隔絶した実力差がある相手にはあまり通じないがな、と締め括った。

 

言うなれば、一種の精神操作に近い。

 

相手の意識に上がらない程度の所作を用い、無意識に『打ち込める』と思わせる。それが相手に誘導されたとは気付かぬまま打ち込んでしまえば、己が紅の褥に沈む。

 

甘美な誘いに乗った者を尽く絶命させる、一刀必殺の殺人剣こそが篠ノ之流の真髄である。

 

無論、その高みへ至る為には並々ならぬ努力と常人以上の剣才が必要になるのは言うまでもない。そして、それを扱えるという事実こそが篠ノ之箒という剣客の実力を如実に示していた。

 

「この技術を体得して初めて形稽古に移ることを許されるのだが……その話は置いておくとしよう。今日の所は理念と術理さえ頭に入れておけば良い。明日からは日々修練だぞ」

 

「応ッ!……て、明日から? 今日はやらないのか? まだ五時半だぜ」

 

学園の食堂は夜八時に閉まる。なのでいつもは七時頃に鍛錬を切り上げ、着替えた後夕食を摂りながらフィードバックを行うというのが習慣になっていた。だというのにこんなにも早く切り上げられては、新しい目標が出来て気合十分の一夏からすれば不完全燃焼この上ない。

 

不満を口にする一夏だが、箒は首を横に振って武装を量子化した。

 

「鍛錬に励むのは良いことだが、我々は学生だ。本分である勉学を疎かにしてはそれこそ本末転倒というものだ」

 

「勉学って……どうしたよ急に」

 

「急にも何も、もうすぐ中間試験だろう。随分と余裕そうだが勉強の方は進んでいるのか?」

 

ぴたっ、と。

 

持て余すやる気を発散するように雪片を素振りしていた一夏の動きが停止した。
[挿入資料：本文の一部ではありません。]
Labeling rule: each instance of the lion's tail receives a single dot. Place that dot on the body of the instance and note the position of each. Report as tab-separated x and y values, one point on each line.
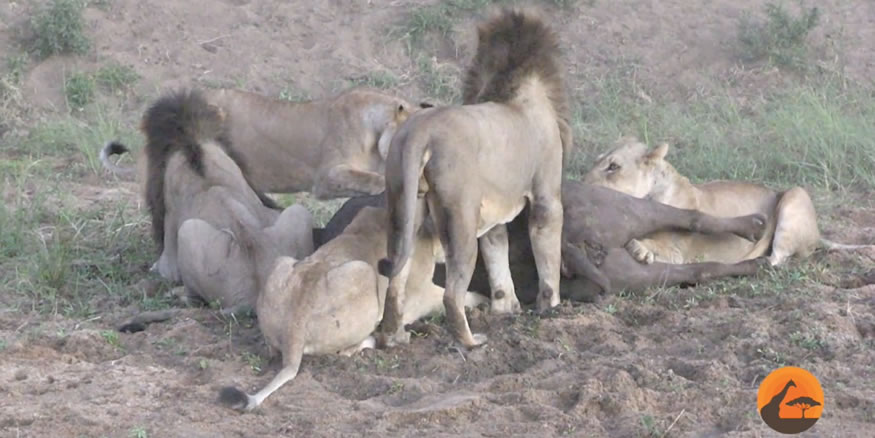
512	46
114	148
237	399
414	155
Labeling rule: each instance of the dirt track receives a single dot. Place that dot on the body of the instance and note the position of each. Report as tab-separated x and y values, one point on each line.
676	362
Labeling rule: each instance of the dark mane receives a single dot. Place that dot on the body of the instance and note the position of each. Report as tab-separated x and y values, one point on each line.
512	47
180	122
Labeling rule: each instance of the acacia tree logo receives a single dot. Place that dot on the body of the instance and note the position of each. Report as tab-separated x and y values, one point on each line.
790	400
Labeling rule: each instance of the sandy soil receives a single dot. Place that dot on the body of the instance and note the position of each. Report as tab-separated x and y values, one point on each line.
678	362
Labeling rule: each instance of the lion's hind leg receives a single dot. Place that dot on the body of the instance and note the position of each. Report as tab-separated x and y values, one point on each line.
458	236
545	232
494	248
212	266
796	230
293	352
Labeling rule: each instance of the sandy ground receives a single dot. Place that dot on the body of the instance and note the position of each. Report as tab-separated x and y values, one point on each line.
677	362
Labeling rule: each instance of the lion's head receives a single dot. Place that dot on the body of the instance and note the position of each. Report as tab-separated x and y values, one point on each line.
630	167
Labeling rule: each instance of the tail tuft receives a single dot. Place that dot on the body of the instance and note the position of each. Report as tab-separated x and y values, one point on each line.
234	398
132	327
114	148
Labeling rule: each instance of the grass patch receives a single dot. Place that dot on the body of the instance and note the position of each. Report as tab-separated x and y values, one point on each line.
780	38
292	93
115	77
61	257
377	79
440	81
72	141
816	135
79	90
60	29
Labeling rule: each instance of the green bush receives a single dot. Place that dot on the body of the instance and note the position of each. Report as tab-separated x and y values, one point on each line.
780	38
79	89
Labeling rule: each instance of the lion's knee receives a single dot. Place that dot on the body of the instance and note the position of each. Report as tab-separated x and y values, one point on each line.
545	213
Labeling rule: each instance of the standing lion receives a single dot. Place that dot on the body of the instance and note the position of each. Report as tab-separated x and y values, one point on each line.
477	166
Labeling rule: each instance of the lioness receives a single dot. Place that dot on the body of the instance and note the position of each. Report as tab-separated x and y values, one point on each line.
477	165
598	223
792	222
333	147
332	300
195	191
何事かと訝しげに眺めていた箒だったが、合点がいったのかその眼が湿っぽい半眼に変化する。

 

「一夏」

 

「……なんだ」

 

「山田先生が試験の告知をして下さったのはいつだった?」

 

「……ええと、二週間前だな」

 

「その試験開始日はいつからだ?」

 

「……三日後だな」

 

「もう一つ質問いいか。……今までの十日間、どこ行った?」

 

「君のようなカンのいい幼馴染は嫌いだよ」

 

「お前お前お前ェェェーーーッッ!!!」

 

 

 

 

 

 

織斑一夏、人生最大の危機であった。